Le contrat devrait inclure les frais de remise en état du parterre de coupe, là où la récolte et le débardage ont laissé des traces. « Avec un minimum de 30 voyages, j’offre un bloc de quatre heures avec la pelle mécanique pour remettre les chemins en bon état. […] Si on fait une omelette pour la famille le dimanche, quand on a fini et que tout le monde a bien mangé, on ne s’en va pas en laissant la cuisine toute crottée. On fait le ménage », explique M. Carbonneau.

Le contrat prévoit que si le propriétaire n’est pas satisfait du travail réalisé, il peut interrompre le chantier quand bon lui semble. Cependant, il doit indemniser l’entrepreneur pour les frais de déplacement de son matériel. « Ça n’arrive jamais, mais ça rassure le client », confirme Camil Vigneault.

Jacques Tremblay remarque que les propriétaires de sa région utilisent de plus en plus les services d’entrepreneurs pour la récolte de leur bois.

 

CHEMIN D’ACCÈS ET DISTANCE

Les propriétaires de lots boisés qui décident de mettre du bois en marché négligent souvent de construire un bon chemin d’accès à leur propriété. Si cet investissement n’a pas été réalisé durant les années précédant le chantier de récolte, les revenus de la première intervention sylvicole serviront principalement à payer les dépenses reliées au chemin.

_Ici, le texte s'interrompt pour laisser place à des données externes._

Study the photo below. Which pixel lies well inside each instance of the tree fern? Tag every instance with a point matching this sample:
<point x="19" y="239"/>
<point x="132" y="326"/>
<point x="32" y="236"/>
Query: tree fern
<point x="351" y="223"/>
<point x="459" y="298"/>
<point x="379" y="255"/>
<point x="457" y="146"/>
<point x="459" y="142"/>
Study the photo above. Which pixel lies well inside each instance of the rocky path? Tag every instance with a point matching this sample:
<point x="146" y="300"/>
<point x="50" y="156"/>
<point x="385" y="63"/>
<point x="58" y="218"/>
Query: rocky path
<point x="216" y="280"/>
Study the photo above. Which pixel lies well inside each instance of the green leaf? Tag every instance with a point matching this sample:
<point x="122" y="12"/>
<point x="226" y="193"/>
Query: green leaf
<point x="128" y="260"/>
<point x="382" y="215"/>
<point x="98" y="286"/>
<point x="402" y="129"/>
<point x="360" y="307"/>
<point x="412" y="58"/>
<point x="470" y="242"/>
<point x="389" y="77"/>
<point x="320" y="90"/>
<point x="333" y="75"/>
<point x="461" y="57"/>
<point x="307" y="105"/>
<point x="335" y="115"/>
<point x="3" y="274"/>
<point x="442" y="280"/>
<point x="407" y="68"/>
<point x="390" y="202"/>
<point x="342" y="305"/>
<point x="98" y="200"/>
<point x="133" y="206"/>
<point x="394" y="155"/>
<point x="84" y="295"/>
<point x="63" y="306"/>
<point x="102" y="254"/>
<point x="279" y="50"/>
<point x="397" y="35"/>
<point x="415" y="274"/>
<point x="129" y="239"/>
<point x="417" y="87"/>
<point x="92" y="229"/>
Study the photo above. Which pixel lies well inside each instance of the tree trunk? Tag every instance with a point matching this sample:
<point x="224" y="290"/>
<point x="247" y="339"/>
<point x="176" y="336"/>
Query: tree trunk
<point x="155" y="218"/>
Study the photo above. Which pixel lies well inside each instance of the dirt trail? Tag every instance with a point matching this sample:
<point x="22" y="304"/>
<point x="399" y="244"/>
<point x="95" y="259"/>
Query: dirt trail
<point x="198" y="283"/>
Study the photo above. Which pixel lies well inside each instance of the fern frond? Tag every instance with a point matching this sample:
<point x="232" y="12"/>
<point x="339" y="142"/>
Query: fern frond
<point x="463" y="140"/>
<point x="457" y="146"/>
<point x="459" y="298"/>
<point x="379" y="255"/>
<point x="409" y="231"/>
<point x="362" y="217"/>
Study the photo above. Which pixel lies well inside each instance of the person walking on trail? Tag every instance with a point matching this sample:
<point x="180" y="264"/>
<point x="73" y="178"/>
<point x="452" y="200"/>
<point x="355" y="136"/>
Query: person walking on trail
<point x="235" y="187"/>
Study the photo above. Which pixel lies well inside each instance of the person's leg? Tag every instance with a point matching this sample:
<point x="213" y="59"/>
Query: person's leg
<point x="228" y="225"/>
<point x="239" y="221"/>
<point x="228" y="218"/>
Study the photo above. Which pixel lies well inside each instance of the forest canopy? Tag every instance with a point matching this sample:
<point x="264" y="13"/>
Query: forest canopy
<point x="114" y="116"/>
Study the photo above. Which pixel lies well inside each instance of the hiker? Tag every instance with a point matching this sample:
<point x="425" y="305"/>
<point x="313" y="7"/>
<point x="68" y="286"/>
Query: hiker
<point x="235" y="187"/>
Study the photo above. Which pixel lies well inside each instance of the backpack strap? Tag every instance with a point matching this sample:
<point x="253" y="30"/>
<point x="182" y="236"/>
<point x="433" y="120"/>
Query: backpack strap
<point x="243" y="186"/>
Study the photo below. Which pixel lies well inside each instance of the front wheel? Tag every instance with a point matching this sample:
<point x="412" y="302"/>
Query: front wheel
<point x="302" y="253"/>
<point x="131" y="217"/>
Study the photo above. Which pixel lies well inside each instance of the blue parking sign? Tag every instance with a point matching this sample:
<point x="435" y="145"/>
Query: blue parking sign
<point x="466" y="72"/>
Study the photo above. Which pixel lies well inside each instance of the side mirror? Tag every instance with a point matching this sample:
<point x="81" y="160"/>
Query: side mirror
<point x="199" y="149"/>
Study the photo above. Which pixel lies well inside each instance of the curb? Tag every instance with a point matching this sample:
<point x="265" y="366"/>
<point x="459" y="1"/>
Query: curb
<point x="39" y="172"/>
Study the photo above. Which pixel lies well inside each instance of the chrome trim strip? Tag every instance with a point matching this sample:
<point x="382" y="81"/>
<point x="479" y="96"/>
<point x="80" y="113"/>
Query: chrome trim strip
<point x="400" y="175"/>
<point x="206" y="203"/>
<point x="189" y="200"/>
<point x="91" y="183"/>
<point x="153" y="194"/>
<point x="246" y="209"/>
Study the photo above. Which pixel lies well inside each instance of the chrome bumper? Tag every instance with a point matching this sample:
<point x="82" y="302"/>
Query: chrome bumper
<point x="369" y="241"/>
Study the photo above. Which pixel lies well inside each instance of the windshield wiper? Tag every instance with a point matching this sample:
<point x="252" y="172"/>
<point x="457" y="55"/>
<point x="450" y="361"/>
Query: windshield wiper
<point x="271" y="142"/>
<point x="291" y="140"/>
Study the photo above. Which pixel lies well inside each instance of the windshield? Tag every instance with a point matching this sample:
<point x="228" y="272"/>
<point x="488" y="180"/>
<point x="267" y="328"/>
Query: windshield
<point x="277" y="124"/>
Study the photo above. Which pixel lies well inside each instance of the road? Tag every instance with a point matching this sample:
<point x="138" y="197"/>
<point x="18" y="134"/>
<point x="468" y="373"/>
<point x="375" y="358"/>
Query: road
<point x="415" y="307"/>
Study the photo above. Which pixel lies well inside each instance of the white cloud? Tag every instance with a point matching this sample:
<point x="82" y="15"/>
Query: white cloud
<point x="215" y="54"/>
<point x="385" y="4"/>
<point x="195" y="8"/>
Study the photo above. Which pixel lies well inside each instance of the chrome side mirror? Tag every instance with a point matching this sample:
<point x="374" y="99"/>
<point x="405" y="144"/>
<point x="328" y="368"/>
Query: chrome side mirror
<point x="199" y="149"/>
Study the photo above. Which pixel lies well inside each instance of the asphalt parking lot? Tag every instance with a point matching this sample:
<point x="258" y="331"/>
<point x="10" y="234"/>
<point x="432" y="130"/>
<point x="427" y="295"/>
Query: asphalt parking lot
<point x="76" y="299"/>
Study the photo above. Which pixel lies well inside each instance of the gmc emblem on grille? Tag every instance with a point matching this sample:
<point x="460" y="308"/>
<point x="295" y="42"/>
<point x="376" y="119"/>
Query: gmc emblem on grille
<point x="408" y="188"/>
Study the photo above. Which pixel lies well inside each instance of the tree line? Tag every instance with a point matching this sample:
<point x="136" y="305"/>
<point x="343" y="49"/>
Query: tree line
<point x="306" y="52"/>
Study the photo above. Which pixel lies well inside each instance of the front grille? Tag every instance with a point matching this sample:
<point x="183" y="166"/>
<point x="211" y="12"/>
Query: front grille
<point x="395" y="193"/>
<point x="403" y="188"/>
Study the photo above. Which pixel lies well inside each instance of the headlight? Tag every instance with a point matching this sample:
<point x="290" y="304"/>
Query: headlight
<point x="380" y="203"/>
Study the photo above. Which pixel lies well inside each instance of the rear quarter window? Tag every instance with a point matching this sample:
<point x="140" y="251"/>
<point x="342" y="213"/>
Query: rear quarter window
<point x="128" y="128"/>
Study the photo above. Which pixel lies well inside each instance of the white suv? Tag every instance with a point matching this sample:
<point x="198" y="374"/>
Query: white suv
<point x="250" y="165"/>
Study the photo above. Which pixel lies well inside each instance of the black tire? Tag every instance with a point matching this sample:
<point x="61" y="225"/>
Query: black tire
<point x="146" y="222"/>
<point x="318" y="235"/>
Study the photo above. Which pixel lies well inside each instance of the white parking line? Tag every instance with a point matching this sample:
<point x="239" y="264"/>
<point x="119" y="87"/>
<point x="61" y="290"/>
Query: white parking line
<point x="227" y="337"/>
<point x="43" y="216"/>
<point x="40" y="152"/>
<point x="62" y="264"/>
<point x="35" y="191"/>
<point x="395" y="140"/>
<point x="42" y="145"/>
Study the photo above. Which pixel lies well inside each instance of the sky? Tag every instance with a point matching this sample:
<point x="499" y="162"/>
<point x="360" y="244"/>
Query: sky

Pour Éric Valcourt, un bon chemin d’accès ne sert pas qu’à faciliter la récolte. « Si tu investis 25 000 $ dans un chemin d’accès, ta propriété gagne plus de valeur dès le lendemain. Ce n’est pas perdu, c’est un investissement », explique-t-il.

En forêt privée, les abatteuses les plus performantes ont besoin d’un chemin de 10 pi de largeur pour circuler. L’entrepreneur peut travailler avec des machines plus petites, d’environ 8 pi de large, souvent une excavatrice transformée en abatteuse. Pour cet appareil, les coûts fixes sont très élevés et la production est trop basse, souligne Simon-Étienne Carbonneau. Les machines plus grosses (12 pi de large) sont principalement utilisées en forêt publique.

Les entrepreneurs forestiers fixent habituellement une limite de distance : le chantier doit être situé à moins de 100 km de leur établissement, soit à environ une heure de route. Certains sont prêts à se déplacer un peu plus loin si le volume et la valeur du bois à récolter le justifient.

Si le volume à prélever est plus petit, l’entrepreneur peut organiser son horaire pour desservir plusieurs propriétaires dans la même localité.

 

EXPÉRIENCE

Selon Camil Vigneault, il faut deux ans pour former un bon opérateur d’abatteuse multifonctionnelle, du moins en forêt feuillue. « Mon garçon a 33 ans, mais il a commencé à chauffer une bûcheuse à 16 ans. Il doit avoir fait environ 30 000 heures. J’en ai un autre qui doit être rendu à pas loin de 45 000 heures », note-t-il.

De son côté, Louis Quintal souligne la qualité du travail qui peut être obtenue par un bon opérateur d’abatteuse. « Les plus surpris sont ceux qui me voient arriver chez eux pour faire de l’éclaircie de plantation. Ils regardent la machine et ils sont certains que je ne serai pas capable de faire de l’éclaircie avec cela. Une fois qu’elle est en forêt, c’est surprenant », dit-il.

Jacques Tremblay le confirme : le profil des propriétaires forestiers et le type de production ont beaucoup changé depuis 15 ans. Dans sa région du Saguenay–Lac-Saint-Jean, l’effondrement du marché du bois de feuillus a forcé les propriétaires à modifier leur production. « Produire des billes plus longues, ça prend de l’équipement et de la plus grosse machinerie. Les propriétaires prennent de l’âge », dit-il.

 

Article paru dans la revue Forêts de chez nous, septembre 2017.